If thoughts come and go and I’m always here, then I’m not the mind….Consider this. We are not thoughts; we are listening to the thoughts. And then we extend this to experience: We are not the thoughts, sensations, perceptions, body/mind or world. We are that in which all of these temporal experiences are happening. We’re not the content; we’re the context.
Consider for a moment that we are the knowing which knows our experience.
So, knowing that our unconscious identification with the mind does not lead to fulfillment, peace or happiness, we begin to turn to ourselves and ask, “who am I?” Or what am I? What is my essential nature?
This is the path we are walking to discover how to sidestep the suffering that the mind provides and step onto the path of peace.
One of the most effective questions we can ask ourselves on this quest for self knowledge and understanding is, “am I aware?” This questions cuts to the chase. It focuses the mind on a question that the mind cannot answer but only arrive at the threshold of the experience of being aware. Try it now. Ask yourself, “am I aware?” And watch the mind attempt to find out.
It takes the questions and begins to look….It drops off or dissolves as we let go into the direct experience of being aware.
We know that we are aware. How do we know this? What knows that we are aware? Is it the mind? No. The body? No. It is only awareness that knows awareness. Only being aware knows the experience of being aware. Can you begin to drop out of the mind and into the experience of being aware? Try it now. Notice that you are the one that is aware of all experience and that you know all experience because you are the knowing awareness that knows these experiences.

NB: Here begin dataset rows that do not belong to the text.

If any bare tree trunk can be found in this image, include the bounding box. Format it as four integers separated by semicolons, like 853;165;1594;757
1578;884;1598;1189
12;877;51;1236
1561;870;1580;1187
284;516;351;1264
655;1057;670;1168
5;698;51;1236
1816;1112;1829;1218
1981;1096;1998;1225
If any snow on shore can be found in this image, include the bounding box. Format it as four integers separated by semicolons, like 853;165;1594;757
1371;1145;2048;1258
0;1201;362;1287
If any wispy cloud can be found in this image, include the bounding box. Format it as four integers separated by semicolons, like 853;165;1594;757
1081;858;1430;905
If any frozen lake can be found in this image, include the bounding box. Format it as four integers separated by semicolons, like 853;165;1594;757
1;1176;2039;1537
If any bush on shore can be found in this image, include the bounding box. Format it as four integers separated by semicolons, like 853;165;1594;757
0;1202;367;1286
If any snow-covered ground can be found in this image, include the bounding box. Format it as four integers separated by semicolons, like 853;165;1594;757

I invite you to slow down and move beyond the words into the experience toward which these words are pointing. Simply notice that you are seeing these words on the screen. Is it the eyes (the body) that is aware of the words or is it the knowing awareness which uses the eyes to perceive and understand these words. In other words, eyes without consciousness do not see. It is the consciousness that animates the body and its functions to experience the words and the world. The body and its senses are not aware. It is only awareness that is aware.
Can you begin to let go into the experience beyond thinking to which this path of inquiry is leading us? This is the path that frees us from the confines of the thinking mind and into the unbounded knowing awareness that is our essential nature.
Once we begin to crack the cultural bind that locks us into the prison of the mind, and liberate our experience of ourselves as this knowing awareness, this being that we are —beyond thoughts and its concepts—into the unbounded freedom, then the peace, happiness and fulfillment that is our birthright, begins to percolate in us. We sink from mind identification into the heart. We uncover our natural ease and flow as we abide as our essential nature, knowing awareness more and more.